Forces et limites de l'étude
Forces
Il s’agit du suivi prospectif d’une cohorte de naissances. Elle comporte des autoquestionnaires standardisés et répétés à intervalles rapprochés. Ils sont complétés par des mesures objectives (sensibilisation, fonction respiratoire, NO exhalé). L’exposition postnatale à la PAA est finement évaluée par un modèle validé.
Limites
Le taux d’attrition est relativement bas. Les symptômes sont déclaratifs, soit par le fait des parents soit par les enfants à partir de 13 ans. L’exposition prénatale n’est pas modélisée.
Principaux apports
Les associations entre l’exposition à la PAA à différentes fenêtres et les pathologies respiratoires et allergiques ne sont pas significatives pour la dermatite atopique en exposition prénatale, précoce, annuelle ou cumulée. Pour la rhinite, seule l’association à une prévalence annuelle est significative avec exacerbation des symptômes de rhinite par la PAA.
Pour l’asthme, les résultats sont plus significatifs avec augmentation de l’incidence de la prévalence annuelle, de la prévalence à une date point en cas d’exposition précoce à la PAA. En revanche, la fonction respiratoire n’est pas affectée.
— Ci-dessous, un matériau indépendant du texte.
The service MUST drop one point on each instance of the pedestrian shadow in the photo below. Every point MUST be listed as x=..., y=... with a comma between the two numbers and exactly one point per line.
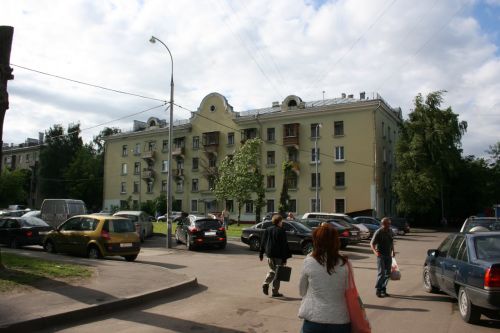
x=396, y=309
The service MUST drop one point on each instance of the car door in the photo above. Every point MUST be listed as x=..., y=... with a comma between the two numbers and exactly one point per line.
x=451, y=266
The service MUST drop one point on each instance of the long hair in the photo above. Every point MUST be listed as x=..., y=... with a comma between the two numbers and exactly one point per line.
x=326, y=244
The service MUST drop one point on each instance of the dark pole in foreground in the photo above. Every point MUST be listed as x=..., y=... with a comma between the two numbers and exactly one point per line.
x=6, y=34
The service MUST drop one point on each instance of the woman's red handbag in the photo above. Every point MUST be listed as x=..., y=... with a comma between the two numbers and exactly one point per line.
x=359, y=321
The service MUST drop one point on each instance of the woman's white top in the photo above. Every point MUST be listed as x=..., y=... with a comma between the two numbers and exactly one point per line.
x=323, y=295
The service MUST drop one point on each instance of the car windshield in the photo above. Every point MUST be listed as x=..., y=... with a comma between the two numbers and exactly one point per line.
x=492, y=224
x=487, y=246
x=208, y=224
x=31, y=221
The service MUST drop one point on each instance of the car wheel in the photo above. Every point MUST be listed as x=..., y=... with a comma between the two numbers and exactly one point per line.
x=49, y=247
x=427, y=281
x=307, y=248
x=254, y=244
x=14, y=244
x=94, y=253
x=468, y=311
x=131, y=258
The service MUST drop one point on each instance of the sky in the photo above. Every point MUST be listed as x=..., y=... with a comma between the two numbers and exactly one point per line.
x=253, y=52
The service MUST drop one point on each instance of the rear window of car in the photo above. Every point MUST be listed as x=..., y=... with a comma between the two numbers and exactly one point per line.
x=487, y=246
x=31, y=221
x=208, y=224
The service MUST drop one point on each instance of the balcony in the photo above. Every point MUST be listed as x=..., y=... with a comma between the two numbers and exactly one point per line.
x=148, y=155
x=148, y=174
x=178, y=152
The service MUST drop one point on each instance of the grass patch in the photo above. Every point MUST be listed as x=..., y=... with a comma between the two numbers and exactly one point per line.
x=234, y=230
x=21, y=271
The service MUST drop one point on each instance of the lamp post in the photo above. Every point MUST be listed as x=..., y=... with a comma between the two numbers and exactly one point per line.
x=316, y=159
x=170, y=132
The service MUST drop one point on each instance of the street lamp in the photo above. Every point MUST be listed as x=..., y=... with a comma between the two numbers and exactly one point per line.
x=170, y=130
x=316, y=158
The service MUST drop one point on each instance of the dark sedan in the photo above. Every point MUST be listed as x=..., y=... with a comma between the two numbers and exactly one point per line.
x=467, y=267
x=299, y=236
x=196, y=231
x=21, y=231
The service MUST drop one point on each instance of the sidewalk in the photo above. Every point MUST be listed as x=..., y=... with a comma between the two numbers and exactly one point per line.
x=115, y=285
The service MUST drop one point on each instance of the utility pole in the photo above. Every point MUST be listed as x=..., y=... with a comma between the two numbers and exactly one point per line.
x=6, y=34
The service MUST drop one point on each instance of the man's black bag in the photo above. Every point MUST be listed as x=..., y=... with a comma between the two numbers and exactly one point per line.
x=283, y=273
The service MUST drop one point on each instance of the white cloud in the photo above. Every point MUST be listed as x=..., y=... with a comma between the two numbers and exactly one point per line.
x=253, y=52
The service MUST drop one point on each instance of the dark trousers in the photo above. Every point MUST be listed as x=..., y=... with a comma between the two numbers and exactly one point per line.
x=312, y=327
x=383, y=272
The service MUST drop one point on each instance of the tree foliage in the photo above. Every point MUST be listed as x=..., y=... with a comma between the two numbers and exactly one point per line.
x=239, y=175
x=428, y=152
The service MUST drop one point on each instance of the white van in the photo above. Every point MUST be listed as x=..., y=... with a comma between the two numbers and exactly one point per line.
x=56, y=211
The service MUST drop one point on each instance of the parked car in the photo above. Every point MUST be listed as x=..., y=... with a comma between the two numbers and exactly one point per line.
x=467, y=267
x=33, y=213
x=491, y=223
x=142, y=222
x=95, y=236
x=20, y=231
x=364, y=232
x=195, y=231
x=56, y=211
x=299, y=237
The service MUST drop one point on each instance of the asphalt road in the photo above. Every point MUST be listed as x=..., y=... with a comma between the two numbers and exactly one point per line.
x=229, y=298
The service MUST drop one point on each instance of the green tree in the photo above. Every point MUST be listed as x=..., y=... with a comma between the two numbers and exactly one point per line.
x=239, y=177
x=427, y=153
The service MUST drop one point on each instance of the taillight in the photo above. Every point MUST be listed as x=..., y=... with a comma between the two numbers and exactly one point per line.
x=492, y=278
x=105, y=235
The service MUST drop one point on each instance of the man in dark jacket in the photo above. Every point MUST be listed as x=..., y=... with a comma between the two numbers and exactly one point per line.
x=274, y=244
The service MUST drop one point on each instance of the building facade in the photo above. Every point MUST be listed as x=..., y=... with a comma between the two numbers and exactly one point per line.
x=25, y=156
x=355, y=140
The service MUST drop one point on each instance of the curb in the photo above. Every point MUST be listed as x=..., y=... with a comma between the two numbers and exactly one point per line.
x=97, y=309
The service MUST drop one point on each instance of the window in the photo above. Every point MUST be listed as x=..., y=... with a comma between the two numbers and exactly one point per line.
x=313, y=180
x=315, y=206
x=194, y=205
x=230, y=138
x=271, y=157
x=194, y=185
x=314, y=155
x=340, y=179
x=315, y=130
x=338, y=128
x=339, y=153
x=271, y=181
x=270, y=206
x=271, y=134
x=196, y=142
x=340, y=206
x=124, y=168
x=249, y=207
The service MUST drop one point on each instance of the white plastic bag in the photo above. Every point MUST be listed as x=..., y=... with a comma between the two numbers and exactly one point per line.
x=395, y=272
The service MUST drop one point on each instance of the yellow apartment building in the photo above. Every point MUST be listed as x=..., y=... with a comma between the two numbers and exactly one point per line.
x=355, y=140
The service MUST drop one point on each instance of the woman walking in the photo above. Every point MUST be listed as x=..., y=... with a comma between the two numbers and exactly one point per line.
x=323, y=282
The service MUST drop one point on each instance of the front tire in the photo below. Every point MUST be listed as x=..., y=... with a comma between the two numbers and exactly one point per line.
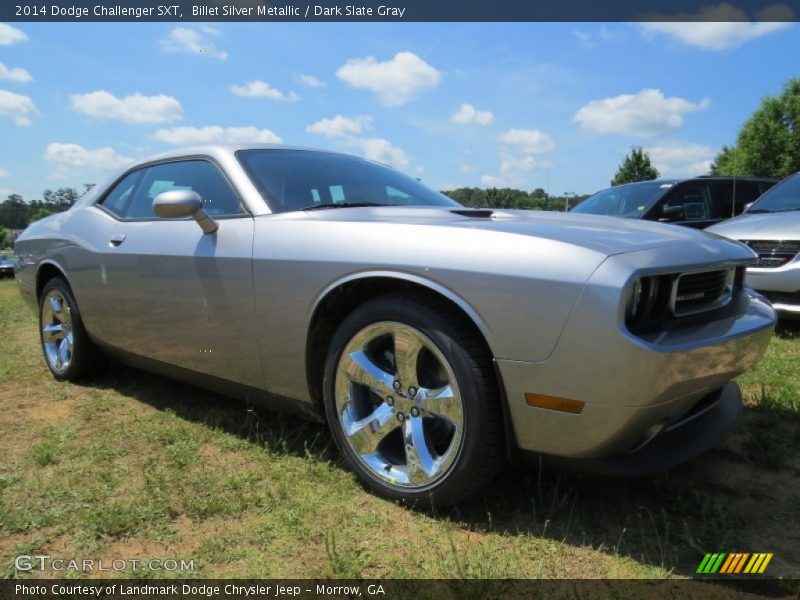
x=68, y=351
x=412, y=401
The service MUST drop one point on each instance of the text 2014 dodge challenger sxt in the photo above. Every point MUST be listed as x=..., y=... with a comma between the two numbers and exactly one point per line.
x=434, y=339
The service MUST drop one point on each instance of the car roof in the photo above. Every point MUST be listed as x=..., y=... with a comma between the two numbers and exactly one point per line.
x=215, y=150
x=700, y=178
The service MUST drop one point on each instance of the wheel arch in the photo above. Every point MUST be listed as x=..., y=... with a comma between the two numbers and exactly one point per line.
x=343, y=296
x=47, y=270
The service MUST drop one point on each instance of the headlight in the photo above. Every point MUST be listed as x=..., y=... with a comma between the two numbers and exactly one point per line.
x=648, y=301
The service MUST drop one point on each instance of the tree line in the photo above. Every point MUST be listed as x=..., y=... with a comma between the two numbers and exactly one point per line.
x=767, y=145
x=16, y=213
x=509, y=198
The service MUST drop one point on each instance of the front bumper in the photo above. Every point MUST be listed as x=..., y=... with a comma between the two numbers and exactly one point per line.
x=710, y=421
x=780, y=285
x=635, y=391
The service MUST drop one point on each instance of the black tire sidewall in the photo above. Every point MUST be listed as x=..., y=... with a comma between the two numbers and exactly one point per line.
x=448, y=488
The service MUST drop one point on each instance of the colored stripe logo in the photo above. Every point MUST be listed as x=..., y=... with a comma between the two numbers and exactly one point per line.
x=734, y=563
Cette période de la petite enfance est critique avec développement du système respiratoire et du système immunitaire, la PAA créant des lésions des voies aériennes avec rôle de la PAA sur l’inflammation via le stress oxydatif et création d’hyperréactivité bronchique.
Cette étude montre également que tous les enfants ne sont pas égaux devant la PAA et celle-ci se surajoute à un facteur de vulnérabilité qui est représenté par la survenue d’infections respiratoires basses à répétition qui ont un effet modificateur sur l’incidence de l’asthme, la prévalence annuelle des sifflements, la prévalence de l’asthme à l’âge de 13 ans et l’altération de la fonction respiratoire.
Autres facteurs de vulnérabilité, les antécédents d’allergie et la sensibilisation allergénique ont également un effet modificateur sur l’augmentation de l’incidence de l’asthme, l’augmentation de sa prévalence et la persistance de symptômes entre 4 et 13 ans ainsi que la dégradation de la fonction respiratoire.
Les événements stressants ont aussi un effet modificateur affectant l’augmentation de la prévalence de l’asthme et la persistance de symptômes entre 4 et 13 ans.
CONCLUSION
Il faut noter des remarques positives, et l’exposition à la PAA au cours de l’enfance est en nette diminution grâce à des politiques publiques de transport, couloirs de bus protégés, bus en flottes captives (diesel avec filtres à particules, GPL, véhicules électriques), tramway, Vélib’, Autolib’, covoiturage… et par la réglementation des émissions (normes Euro).